Он снова улыбнулся. У призраков нет слез, но я бы сказала, как это ни странно звучит, что он заплакал улыбкой.
– Как жаль, – сказал. – Как жаль, что я не могу тебя даже обнять. Я слышал каждый раз, как ты прилетала. Твои прикосновения к моей стариковской, сморщенной, седой щеке. Твой чудный голос в шуме ветра пел для меня те же песни, что и тогда. Я не знал, вернулась ли твоя душа в мир живых или приходит навестить меня из вечности.
– Из вечности? – переспрашиваю недоумевающе.
– Как жаль. – Он таял. Голос звучал еле слышно. – Виана. Так тебя называли когда-то. Виана. Песня.

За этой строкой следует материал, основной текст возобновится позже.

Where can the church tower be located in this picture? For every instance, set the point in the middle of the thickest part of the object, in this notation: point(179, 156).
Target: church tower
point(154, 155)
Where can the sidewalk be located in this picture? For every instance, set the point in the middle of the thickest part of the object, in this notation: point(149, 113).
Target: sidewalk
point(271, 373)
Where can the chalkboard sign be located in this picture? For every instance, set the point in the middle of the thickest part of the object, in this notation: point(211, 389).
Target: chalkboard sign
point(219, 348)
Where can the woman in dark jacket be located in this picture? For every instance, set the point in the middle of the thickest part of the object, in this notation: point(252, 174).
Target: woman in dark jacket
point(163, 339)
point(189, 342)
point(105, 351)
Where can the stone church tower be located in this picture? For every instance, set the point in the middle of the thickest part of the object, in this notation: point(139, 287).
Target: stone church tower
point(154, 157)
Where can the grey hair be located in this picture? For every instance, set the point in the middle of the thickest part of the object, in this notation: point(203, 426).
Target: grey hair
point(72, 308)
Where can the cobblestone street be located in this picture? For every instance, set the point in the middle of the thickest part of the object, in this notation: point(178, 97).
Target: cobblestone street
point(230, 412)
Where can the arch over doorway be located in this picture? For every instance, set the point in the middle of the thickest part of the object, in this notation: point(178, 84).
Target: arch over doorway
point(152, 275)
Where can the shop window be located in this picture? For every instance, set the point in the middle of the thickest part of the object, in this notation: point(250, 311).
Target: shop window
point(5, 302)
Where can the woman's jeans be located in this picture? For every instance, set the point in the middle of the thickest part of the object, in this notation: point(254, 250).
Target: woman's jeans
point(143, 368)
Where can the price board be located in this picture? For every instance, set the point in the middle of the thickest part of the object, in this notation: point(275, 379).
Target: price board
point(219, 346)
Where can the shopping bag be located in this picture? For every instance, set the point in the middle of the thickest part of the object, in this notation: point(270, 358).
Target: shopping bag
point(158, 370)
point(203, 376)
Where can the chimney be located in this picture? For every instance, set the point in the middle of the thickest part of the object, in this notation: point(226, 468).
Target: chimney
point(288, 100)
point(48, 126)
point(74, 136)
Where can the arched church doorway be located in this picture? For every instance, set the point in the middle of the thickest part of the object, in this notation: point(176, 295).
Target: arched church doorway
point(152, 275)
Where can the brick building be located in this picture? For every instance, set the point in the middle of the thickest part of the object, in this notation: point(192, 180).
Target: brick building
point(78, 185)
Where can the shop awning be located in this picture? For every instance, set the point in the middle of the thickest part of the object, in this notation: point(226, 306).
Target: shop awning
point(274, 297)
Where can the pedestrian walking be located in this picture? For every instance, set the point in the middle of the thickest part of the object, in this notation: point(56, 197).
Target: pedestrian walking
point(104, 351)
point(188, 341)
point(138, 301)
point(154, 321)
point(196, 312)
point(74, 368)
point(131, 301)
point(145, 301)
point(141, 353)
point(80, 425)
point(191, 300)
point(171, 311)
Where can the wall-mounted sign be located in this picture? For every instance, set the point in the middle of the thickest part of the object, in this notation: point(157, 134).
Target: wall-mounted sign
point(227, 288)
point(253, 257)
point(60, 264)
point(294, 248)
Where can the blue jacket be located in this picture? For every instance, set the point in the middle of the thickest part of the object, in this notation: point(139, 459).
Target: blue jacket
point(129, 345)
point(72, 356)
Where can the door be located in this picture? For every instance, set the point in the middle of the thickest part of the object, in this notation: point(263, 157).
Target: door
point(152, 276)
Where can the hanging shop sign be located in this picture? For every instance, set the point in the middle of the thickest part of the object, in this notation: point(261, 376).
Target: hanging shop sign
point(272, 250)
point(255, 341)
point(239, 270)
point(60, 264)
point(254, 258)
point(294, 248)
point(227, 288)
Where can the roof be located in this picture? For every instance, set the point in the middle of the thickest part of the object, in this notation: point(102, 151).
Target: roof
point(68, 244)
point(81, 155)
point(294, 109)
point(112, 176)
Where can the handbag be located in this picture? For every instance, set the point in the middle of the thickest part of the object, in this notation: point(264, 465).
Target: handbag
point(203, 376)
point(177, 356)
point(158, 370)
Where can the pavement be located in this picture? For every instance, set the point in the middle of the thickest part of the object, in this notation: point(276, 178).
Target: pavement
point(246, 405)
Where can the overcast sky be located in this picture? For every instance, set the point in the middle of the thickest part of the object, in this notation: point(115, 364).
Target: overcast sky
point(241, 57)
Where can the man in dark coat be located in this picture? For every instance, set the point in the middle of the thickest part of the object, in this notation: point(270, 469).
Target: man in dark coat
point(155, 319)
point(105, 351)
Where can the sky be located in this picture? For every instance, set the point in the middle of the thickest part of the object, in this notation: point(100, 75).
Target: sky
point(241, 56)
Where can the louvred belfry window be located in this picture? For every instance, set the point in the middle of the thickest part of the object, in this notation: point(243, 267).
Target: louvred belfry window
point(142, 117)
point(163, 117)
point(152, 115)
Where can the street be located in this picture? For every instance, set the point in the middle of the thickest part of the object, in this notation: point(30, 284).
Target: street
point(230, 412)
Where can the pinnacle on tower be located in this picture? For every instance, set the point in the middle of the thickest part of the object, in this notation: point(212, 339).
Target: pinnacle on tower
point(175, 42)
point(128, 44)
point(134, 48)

А над миром кружили песчаные вихри, влекли меня все дальше от него. Я била крыльями, стараясь выбраться из воронки бури. «Раз это время, то, чтобы его укротить, нужны часы», – подумалось мне почему-то, и в тот же миг моя рука стиснула крохотные песочные часики в узорчатой серебряной оправе. Часы пили песок и увеличивались. Они не могли остановить его бег, но сжимали в узком горлышке, замедляли течение.
Буря зашипела зло, недовольно и выплюнула опасную меня вместе с часами. Небо стремительно светлело. Выглянуло солнце. Я приземлилась в густую, сочную зеленую траву. Стоял обычный яркий летний день, земля была жива и недвижна. В нескольких шагах от меня, в огромной свежевырытой яме, шумно копошились люди.
– Очень странно, коллеги, – сказал один из них, мужчина в грубой и грязной одежде рабочего. – Я готов поклясться, это не человеческий скелет. У нее кости тоньше, чем у ребенка. Как она вообще могла двигаться? А вы видели ее скулы? А форма черепа? А размер глазниц?